Tak naprawdę, to chyba w każdym człowieku mocno tkwi upodobanie do wcielania się w inną postać. Wypływa ono z natury człowieka, stanowi jakby pierwotny instynkt. Dążenie to jest szczególnie silne u dzieci, które w zabawach „na niby” chcą być kimś innym. Często odtwarzani przez nich bohaterowie to postacie z rzeczywistości ale także z opowiadań czy bajek, które w różny sposób wywarły na nich duże wrażenie, nie zawsze pozytywne. Jeżeli te postacie przekazują pozytywne wzorce, to terapia teatralna może być samoistna bez udziału osób dorosłych. Jednak gdy dziecko wzoruje się na bohaterach negatywnych i próbuje naśladować jego zachowania w codziennych sytuacjach, wówczas niezbędna jest pomoc ze strony nauczyciela, instruktora, który może stać się inspiratorem i organizatorem przedstawień.
Można chyba śmiało powiedzieć, że edukacja teatralna jest jednym ze sposobów rozwijania inwencji twórczej dzieci. Wprowadzanie ich w świat sztuki przynosi wiele korzyści. Jakich? Po pierwsze rozbudza wyobraźnię i aktywność intelektualną, po drugie wzbogaca wiedzę i doskonali mowę, która staje się bardziej wyrazista i medialna.
Nauczyciel w przedszkolu wdrażający w swojej grupie edukację teatralną czy instruktor terapii teatrem na zajęciach o charakterze terapeutycznym, wiedzą doskonale, że proces powstania przedstawienia jest efektem końcowym. Najważniejszą jednak rzeczą jest samo jego przygotowanie, a więc dobór tekstu, piosenek, przydział ról, przygotowanie scenografii i kostiumów. We wszystkie te czynności nauczyciel włącza dzieci, które muszą w grupie odnaleźć wspólny głos w każdej z tych spraw. Uczą się przez to i rozwijają postawy kreatywności ale i empatii. Nauczyciel czy instruktor mogą podpowiadać dzieciom niektóre rozwiązania, np. te związane z przydziałem ról. Znając bowiem możliwości i umiejętności dzieci może np. temu wycofanemu, lękliwemu zaproponować rolę osoby odważnej, przebojowej, zaś dziecku nadpobudliwemu, agresywnemu np. rolę osoby słabszej, której trzeba pomóc.
Zauważmy więc, że aranżując jakąkolwiek zabawę w teatr wywieramy znaczny wpływ na postawy moralne dzieci, które przez swoje uczestnictwo wyostrzają także zmysł obserwacji, kształtują osobowość i rozładowują emocje. Szczególnie te ostatnie korzystnie wpływają na dzieci nadpobudliwe ruchowo. Uczestnictwo ich w tego rodzaju zajęciach umożliwia im ekspansję ruchową w formie ćwiczeń ruchowych, naśladowczych czy mimicznych. Zajęcia teatralne są też świetną terapią u dzieci zaburzonych emocjonalnie. Mają one możliwość pozbycia się negatywnych emocji, jak gniew, płacz, złość czy agresja względem siebie czy innych. Sprzyjają ponadto rozwojowi ruchowemu u tych dzieci, które są zahamowane i powolne a nawet z afazją ruchową.

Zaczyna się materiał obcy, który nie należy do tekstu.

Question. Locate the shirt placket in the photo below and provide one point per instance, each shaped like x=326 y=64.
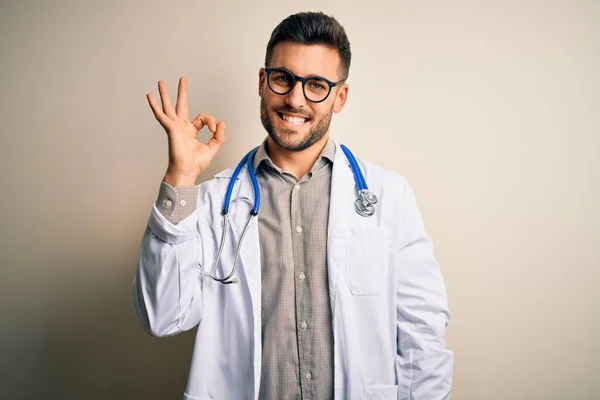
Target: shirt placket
x=301 y=288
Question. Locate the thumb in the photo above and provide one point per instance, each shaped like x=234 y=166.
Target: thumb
x=218 y=138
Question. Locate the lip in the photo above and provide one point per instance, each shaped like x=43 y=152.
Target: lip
x=292 y=126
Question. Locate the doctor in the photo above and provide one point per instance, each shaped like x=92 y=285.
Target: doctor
x=324 y=302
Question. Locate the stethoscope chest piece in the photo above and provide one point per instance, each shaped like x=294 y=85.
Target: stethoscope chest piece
x=364 y=203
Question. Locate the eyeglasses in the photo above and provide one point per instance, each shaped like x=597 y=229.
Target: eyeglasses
x=315 y=88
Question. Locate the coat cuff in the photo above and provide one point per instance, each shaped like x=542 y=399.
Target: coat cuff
x=176 y=203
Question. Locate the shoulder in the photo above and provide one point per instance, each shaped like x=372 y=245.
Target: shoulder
x=381 y=176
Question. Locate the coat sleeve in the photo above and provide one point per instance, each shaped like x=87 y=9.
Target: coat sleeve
x=167 y=289
x=423 y=364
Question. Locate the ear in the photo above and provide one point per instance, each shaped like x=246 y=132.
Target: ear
x=262 y=76
x=340 y=98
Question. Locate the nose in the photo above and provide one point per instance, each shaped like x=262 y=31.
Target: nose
x=295 y=98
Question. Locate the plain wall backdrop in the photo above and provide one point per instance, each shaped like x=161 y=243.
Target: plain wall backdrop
x=489 y=108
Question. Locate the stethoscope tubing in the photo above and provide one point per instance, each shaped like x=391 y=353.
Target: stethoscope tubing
x=364 y=195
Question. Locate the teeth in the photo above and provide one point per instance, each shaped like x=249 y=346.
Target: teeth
x=293 y=120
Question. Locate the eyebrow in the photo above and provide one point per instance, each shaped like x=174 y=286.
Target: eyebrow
x=311 y=76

Praca nad przedstawieniem wymaga od dzieci zbiorowego wysiłku, uczą się współdziałać, podporządkowywać przyjętym zasadom, słuchać tego, co mówią inni, koncentrować uwagę na ich czynnościach i w końcu dostrzegać ważność i rangę każdej z odgrywanych ról.
Reasumując, edukacja teatralna może być doskonałą terapią dla każdego dziecka a dla każdego nauczyciela formą pomocy dziecku w jego zaburzeniach.
Zachęcam więc każdego z nauczycieli do wypróbowania tej metody a jeśli jest już wdrażana, to spojrzenia na nią, jako formę terapii. Przez jej pryzmat na pewno da się dostrzec zachodzące zmiany w zachowaniu i postawach dzieci.